Bennet also spoke from personal experience.
Bennett’s daughter has worked as a labor and delivery nurse for 15 years.
“Somehow she has in both places where she’s worked kind of become the nurse that deals with infant demises, and the stories I hear about break my heart,” Bennett said.
He recalled stories of his daughter taking locks of hair or using a Q-tip to push the hand of a dead fetus into plaster of Paris to make a mold for the grieving family.
“I know my child would never make a decision in a room with parents … that she didn’t feel was in the best interest of the child and of the family,” he said.
The conservative Center for Arizona Policy is backing Shamp’s bill and issued a statement after its passage in the Senate, saying the votes tell “everything you need to know about which lawmakers refuse to draw the line before infanticide.”
Shamp doesn’t depict the issue as one with any gray area either.
“This isn’t about emotion. This isn’t about reproductive health. This is about life. Spiritual and comfort care is medically appropriate and reasonable care. Every baby that is born alive deserves a chance to live,” she told the chamber, siting the story of a couple whose child was born alive, but died about a week later.
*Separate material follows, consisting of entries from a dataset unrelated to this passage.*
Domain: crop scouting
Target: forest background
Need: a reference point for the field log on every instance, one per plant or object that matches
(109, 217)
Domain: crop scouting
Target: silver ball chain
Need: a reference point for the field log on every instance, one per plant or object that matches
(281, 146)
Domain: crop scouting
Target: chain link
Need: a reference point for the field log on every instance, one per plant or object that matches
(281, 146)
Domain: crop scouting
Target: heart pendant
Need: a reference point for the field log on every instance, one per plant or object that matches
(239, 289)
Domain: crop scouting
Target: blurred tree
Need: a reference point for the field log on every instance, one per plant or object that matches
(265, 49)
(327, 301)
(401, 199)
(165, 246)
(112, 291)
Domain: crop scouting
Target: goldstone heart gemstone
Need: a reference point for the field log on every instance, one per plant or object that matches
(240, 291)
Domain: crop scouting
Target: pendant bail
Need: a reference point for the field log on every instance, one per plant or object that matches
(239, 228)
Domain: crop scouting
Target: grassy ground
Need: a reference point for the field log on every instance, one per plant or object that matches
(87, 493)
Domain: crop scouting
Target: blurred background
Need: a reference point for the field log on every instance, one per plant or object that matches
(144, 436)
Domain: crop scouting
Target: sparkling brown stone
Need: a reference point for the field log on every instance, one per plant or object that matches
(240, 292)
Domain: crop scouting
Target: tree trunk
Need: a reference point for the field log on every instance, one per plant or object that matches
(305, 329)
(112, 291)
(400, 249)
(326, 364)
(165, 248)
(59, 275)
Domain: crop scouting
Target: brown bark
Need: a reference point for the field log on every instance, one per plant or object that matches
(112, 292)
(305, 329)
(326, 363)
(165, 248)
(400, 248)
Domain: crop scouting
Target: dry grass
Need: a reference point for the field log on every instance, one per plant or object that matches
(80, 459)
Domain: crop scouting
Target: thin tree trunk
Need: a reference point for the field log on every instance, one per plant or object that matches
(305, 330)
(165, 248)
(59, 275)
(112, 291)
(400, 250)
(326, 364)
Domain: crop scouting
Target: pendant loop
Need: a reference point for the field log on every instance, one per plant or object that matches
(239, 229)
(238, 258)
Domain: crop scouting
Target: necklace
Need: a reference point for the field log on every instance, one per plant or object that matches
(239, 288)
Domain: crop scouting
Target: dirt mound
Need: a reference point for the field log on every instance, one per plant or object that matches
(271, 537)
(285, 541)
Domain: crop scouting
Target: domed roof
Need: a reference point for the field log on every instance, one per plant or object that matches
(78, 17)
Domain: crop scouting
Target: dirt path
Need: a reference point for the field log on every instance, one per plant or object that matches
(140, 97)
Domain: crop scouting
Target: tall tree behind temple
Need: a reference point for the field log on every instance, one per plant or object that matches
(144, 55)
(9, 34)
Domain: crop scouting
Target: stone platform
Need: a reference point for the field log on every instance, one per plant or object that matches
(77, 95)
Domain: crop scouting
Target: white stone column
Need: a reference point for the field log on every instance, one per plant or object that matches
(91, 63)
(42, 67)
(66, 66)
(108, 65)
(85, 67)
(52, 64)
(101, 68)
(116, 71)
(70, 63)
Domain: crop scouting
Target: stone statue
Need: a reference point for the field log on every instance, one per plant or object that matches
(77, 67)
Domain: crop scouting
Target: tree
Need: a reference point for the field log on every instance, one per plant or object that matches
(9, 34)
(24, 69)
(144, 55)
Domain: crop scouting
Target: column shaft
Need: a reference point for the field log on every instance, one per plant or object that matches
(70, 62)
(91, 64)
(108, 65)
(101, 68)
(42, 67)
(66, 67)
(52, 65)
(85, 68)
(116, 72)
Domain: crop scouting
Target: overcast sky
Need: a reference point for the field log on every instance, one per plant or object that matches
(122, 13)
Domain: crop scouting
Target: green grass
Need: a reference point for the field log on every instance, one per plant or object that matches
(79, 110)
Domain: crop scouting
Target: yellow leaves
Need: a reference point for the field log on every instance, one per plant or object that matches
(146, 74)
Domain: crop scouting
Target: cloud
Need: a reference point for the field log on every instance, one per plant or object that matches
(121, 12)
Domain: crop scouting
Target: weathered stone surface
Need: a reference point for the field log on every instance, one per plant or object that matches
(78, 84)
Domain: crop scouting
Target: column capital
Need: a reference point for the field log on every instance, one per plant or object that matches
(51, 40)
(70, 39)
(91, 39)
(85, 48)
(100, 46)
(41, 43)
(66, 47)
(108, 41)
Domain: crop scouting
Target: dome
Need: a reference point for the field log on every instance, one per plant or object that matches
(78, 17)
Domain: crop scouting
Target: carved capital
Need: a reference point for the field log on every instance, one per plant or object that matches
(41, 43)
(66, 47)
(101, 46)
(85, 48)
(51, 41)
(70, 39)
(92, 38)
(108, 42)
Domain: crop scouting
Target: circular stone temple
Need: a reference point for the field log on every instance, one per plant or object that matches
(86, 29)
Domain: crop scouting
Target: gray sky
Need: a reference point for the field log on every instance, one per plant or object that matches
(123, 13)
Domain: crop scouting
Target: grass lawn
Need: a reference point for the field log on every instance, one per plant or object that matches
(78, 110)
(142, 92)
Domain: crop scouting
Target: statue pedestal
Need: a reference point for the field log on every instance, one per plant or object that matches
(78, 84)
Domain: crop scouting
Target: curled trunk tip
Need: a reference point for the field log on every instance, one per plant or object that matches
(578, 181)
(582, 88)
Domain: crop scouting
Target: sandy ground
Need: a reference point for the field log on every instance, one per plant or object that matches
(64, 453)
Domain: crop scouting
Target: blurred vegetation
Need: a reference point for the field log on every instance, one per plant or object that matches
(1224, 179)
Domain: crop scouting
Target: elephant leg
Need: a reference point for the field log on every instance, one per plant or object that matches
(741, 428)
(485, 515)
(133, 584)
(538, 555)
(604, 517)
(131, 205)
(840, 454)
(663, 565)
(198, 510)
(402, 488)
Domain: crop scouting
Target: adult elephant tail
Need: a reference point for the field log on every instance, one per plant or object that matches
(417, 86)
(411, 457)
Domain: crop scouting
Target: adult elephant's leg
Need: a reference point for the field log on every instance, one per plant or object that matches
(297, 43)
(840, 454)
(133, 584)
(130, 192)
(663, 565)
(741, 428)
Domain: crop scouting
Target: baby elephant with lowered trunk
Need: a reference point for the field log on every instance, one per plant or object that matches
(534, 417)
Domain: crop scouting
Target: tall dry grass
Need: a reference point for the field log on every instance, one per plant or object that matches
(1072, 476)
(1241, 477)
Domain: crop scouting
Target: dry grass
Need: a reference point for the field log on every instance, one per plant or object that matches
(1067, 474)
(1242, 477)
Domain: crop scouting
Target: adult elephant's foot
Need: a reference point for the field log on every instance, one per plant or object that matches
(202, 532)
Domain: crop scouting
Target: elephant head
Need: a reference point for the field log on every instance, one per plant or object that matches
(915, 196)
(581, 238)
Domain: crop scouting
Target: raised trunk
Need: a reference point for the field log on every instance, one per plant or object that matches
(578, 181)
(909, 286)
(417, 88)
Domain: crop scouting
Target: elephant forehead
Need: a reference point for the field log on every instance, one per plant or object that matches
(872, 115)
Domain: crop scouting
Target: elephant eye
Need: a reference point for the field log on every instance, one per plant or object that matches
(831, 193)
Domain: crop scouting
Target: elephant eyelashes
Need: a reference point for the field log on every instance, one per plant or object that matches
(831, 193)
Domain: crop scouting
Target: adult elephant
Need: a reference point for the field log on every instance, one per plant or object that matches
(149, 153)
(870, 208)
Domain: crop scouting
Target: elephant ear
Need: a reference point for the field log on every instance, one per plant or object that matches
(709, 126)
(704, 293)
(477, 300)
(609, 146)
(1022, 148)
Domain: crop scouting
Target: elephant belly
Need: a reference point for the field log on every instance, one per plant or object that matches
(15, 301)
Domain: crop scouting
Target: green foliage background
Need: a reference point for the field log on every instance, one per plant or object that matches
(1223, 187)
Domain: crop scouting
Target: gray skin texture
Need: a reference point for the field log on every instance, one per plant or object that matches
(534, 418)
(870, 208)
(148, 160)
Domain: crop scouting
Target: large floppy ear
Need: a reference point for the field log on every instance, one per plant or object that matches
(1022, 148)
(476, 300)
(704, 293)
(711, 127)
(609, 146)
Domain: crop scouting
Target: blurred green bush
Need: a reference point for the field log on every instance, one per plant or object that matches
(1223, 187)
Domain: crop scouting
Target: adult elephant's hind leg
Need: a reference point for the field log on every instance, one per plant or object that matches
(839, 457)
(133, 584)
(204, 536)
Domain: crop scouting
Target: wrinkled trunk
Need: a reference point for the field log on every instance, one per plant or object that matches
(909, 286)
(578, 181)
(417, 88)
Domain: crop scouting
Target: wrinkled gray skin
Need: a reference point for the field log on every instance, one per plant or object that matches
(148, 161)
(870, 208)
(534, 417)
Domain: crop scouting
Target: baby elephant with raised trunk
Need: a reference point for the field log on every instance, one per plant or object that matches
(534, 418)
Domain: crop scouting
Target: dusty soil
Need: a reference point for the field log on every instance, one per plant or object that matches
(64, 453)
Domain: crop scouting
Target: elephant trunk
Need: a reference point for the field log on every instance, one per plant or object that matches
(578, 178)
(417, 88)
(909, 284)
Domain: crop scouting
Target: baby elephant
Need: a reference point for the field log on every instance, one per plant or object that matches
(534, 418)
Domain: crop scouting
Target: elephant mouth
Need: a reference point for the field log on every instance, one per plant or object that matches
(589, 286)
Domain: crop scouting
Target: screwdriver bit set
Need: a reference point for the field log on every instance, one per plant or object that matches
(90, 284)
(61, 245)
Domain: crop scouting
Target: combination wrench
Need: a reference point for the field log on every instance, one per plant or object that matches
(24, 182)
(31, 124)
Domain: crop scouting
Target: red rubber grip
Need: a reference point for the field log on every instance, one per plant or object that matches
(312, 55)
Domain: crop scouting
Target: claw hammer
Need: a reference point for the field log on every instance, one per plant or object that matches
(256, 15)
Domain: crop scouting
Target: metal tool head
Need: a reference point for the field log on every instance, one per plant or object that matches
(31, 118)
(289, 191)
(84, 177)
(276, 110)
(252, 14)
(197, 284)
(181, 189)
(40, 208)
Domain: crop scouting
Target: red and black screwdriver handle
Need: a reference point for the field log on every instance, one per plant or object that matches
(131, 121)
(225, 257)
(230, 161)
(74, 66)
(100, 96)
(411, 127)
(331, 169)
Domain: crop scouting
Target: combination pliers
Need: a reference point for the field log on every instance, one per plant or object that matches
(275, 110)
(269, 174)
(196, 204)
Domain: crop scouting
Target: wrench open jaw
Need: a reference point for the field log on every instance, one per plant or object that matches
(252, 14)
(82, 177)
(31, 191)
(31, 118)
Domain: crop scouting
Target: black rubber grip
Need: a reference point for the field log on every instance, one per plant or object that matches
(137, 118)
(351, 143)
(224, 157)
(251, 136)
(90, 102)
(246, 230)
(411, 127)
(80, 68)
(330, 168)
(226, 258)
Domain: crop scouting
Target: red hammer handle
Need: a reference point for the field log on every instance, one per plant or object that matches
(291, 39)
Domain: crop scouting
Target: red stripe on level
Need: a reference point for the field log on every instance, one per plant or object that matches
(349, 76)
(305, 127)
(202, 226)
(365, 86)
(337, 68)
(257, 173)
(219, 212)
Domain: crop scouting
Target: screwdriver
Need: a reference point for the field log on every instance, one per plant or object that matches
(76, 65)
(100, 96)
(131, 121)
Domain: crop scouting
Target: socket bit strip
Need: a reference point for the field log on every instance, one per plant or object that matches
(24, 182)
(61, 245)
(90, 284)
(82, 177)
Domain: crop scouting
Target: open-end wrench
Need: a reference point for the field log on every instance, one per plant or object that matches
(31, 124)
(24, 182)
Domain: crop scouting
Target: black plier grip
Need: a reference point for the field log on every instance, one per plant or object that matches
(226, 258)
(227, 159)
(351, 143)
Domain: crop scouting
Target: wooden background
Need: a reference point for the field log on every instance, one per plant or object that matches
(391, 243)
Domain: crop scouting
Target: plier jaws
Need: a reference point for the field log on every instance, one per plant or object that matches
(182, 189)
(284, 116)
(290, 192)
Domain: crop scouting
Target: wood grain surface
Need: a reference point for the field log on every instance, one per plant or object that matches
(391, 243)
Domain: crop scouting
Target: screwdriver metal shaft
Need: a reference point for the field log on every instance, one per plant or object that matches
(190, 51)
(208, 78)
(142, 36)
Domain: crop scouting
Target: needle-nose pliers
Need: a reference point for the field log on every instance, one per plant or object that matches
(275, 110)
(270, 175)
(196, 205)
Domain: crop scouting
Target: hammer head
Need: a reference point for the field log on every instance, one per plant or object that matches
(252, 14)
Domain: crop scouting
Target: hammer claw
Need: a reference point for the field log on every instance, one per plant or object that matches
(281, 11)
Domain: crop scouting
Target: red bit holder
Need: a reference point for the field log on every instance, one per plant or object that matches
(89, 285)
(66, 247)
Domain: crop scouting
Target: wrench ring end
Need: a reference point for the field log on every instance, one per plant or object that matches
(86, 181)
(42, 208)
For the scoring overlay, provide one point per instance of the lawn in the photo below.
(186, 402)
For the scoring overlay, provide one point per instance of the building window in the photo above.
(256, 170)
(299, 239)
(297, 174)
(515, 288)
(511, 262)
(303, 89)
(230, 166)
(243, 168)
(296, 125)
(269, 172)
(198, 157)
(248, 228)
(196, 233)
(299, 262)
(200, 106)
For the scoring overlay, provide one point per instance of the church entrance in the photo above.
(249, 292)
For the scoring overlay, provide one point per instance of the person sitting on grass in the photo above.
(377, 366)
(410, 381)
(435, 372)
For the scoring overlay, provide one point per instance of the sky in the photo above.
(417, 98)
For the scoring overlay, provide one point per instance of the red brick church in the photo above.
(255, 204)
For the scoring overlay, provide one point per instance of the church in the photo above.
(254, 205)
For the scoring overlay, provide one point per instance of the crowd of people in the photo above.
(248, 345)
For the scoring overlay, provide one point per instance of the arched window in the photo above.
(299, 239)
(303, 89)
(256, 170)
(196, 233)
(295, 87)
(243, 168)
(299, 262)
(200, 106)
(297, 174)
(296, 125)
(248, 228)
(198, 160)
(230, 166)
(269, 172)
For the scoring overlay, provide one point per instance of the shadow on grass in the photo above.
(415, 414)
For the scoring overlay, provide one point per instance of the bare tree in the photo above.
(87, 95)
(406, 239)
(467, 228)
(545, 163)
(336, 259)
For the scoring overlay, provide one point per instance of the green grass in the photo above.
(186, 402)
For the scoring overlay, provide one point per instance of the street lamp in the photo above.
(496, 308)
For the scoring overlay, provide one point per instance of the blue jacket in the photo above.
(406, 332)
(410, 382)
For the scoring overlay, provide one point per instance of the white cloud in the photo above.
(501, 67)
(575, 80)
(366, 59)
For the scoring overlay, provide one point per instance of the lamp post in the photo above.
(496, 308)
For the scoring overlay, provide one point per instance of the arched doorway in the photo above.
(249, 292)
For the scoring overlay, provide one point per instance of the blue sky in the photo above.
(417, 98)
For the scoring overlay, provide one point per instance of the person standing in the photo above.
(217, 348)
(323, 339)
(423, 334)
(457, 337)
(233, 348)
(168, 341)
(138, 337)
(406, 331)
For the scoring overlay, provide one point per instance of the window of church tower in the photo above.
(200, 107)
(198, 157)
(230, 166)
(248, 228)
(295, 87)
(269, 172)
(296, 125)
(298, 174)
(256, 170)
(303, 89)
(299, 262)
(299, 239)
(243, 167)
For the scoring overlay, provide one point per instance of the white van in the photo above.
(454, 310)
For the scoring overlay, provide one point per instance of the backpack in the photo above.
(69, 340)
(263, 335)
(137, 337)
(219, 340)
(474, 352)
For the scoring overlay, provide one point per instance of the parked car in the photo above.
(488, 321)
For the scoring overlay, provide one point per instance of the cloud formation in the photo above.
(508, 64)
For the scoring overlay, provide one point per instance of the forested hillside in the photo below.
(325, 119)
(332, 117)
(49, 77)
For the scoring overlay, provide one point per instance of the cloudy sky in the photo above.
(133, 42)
The couple believes the child was “slow coded” by doctors who didn’t expect her to live and didn’t do everything possible to save her.
The bill still must pass the House before it lands on the desk of Gov. Katie Hobbs, an ardent pro-choice advocate who is expected to veto it.
Burch said there’s still value in holding these floor discussions.
“Maybe we could at least understand each other, even if we can’t agree a little bit, Burch said. “And I think that’s definitely the right direction, and I know there are plenty on my side of the issue who would say that those conversations are futile, and that we have to call those things out for exactly what they are and all that, but maybe it’s because I’m new, I’m still hopeful.”
As for Shamp, Burch said as a fellow nurse she agrees with her colleague on as many things as she disagrees with her on.
Shamp is Trump-endorsed, religious, and conservative. Burch is endorsed by Planned Parenthood, non-religious and liberal.
She says she gets along with Shamp at the Legislature.
“Hopefully, we can all try to listen to each other,” Burch said.